But now, here I am, starting over,slowing putting the pieces back together, so slowly the there is a turtle and a snail in a race with each other, and not even Jimmie Johnson can figure out who is making a left turn.
There were 2 subtitles in that statement, but only a select handful will understand.

Budgeting encompasses every aspect of your life. I long ago traded my Dior mascara for Maybelline and gave up all hopes of driving a car without 200,000 miles and tings and tangs all over the place. I once had a '91 Ford Escort station-wagon, hatchback. I was 3 different shades of burgundy, the hatch had to be held up with a stick, and if you could imagine a car part breaking it probably did. I once drove it an hour with only 1st,3rd, and 5th gear...and it was a manual. And once you had the car in 5th, it would not come out.

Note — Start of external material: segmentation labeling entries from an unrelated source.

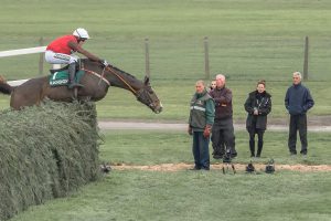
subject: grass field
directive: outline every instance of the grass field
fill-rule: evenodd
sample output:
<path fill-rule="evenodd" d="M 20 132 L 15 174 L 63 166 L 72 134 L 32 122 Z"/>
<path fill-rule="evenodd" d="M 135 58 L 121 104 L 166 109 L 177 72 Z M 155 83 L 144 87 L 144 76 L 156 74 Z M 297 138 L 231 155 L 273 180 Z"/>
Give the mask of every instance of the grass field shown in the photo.
<path fill-rule="evenodd" d="M 211 77 L 227 75 L 235 118 L 245 117 L 244 99 L 259 78 L 267 81 L 275 101 L 271 117 L 286 116 L 282 99 L 291 73 L 302 71 L 306 35 L 310 36 L 307 84 L 317 99 L 312 114 L 330 112 L 331 2 L 327 0 L 24 2 L 1 2 L 0 50 L 36 46 L 40 36 L 47 43 L 84 27 L 93 36 L 86 49 L 142 78 L 143 41 L 149 38 L 151 83 L 164 113 L 152 115 L 132 104 L 135 97 L 128 93 L 111 88 L 98 104 L 100 118 L 185 120 L 193 84 L 204 78 L 205 35 L 210 39 Z M 32 9 L 34 13 L 25 15 L 24 11 Z M 39 54 L 1 57 L 0 74 L 8 80 L 36 76 L 38 61 Z M 1 108 L 8 107 L 8 101 L 0 99 Z"/>
<path fill-rule="evenodd" d="M 235 161 L 248 164 L 247 133 L 236 136 Z M 275 175 L 114 170 L 68 198 L 30 208 L 12 220 L 330 220 L 330 172 L 277 170 L 278 164 L 330 165 L 330 134 L 310 133 L 307 158 L 289 157 L 279 140 L 286 140 L 285 133 L 266 134 L 264 157 L 254 161 L 273 157 Z M 193 162 L 191 137 L 182 133 L 107 131 L 105 141 L 102 159 L 113 164 Z"/>
<path fill-rule="evenodd" d="M 330 115 L 331 1 L 329 0 L 1 0 L 0 51 L 39 46 L 83 27 L 85 49 L 143 77 L 145 39 L 150 42 L 151 84 L 164 112 L 152 114 L 135 97 L 110 88 L 97 104 L 100 119 L 186 122 L 194 83 L 204 78 L 203 38 L 209 36 L 211 77 L 227 76 L 234 118 L 259 78 L 273 95 L 270 117 L 286 118 L 284 97 L 291 73 L 302 71 L 309 36 L 309 81 L 316 106 L 309 115 Z M 28 13 L 29 12 L 29 13 Z M 38 75 L 39 54 L 0 59 L 7 80 Z M 44 74 L 50 65 L 44 64 Z M 210 80 L 206 80 L 207 82 Z M 0 95 L 0 108 L 9 97 Z M 330 165 L 330 134 L 309 133 L 309 155 L 290 158 L 286 133 L 266 133 L 263 158 L 276 164 Z M 236 133 L 247 164 L 248 135 Z M 130 165 L 193 162 L 184 131 L 107 131 L 103 161 Z M 215 161 L 212 161 L 215 162 Z M 330 172 L 113 171 L 71 197 L 30 208 L 12 220 L 331 220 Z"/>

On the note of cars, I must take my car to every bitterly poor person worst fear...the mechanic. And face the deep breath in/deep breath out multiple anxiety attacks that will follow...... Will my car make it to the shop? Oh, God its going to die! I've killed it, somebody better teach me how to take the bus. Then once, in your mind, the car has "coasted" into to garage, you realize they now have to look at the issues. And quote you the ill-fated price. The quote that will cause you to sell you soul to the devil. Its not even a price your crack can cash...
And then, once you have scraped your chin off the ground, wiped away the stinging tears, and regained your composure, you tell them to fix it...but you'll be waiting in the dish pit at McDonalds because god knows your really going to need 2 jobs now.

Maybe I can bat my eyes and get a discount....

Doubtful.

But I am not opposed to flirting with a grease monkey.

Plus grease monkeys do not mind if you bought your pants at Goodwill and shirt at Wal-Mart...if you have all your teeth and have the ability to hand him a Budweiser he is probably happy.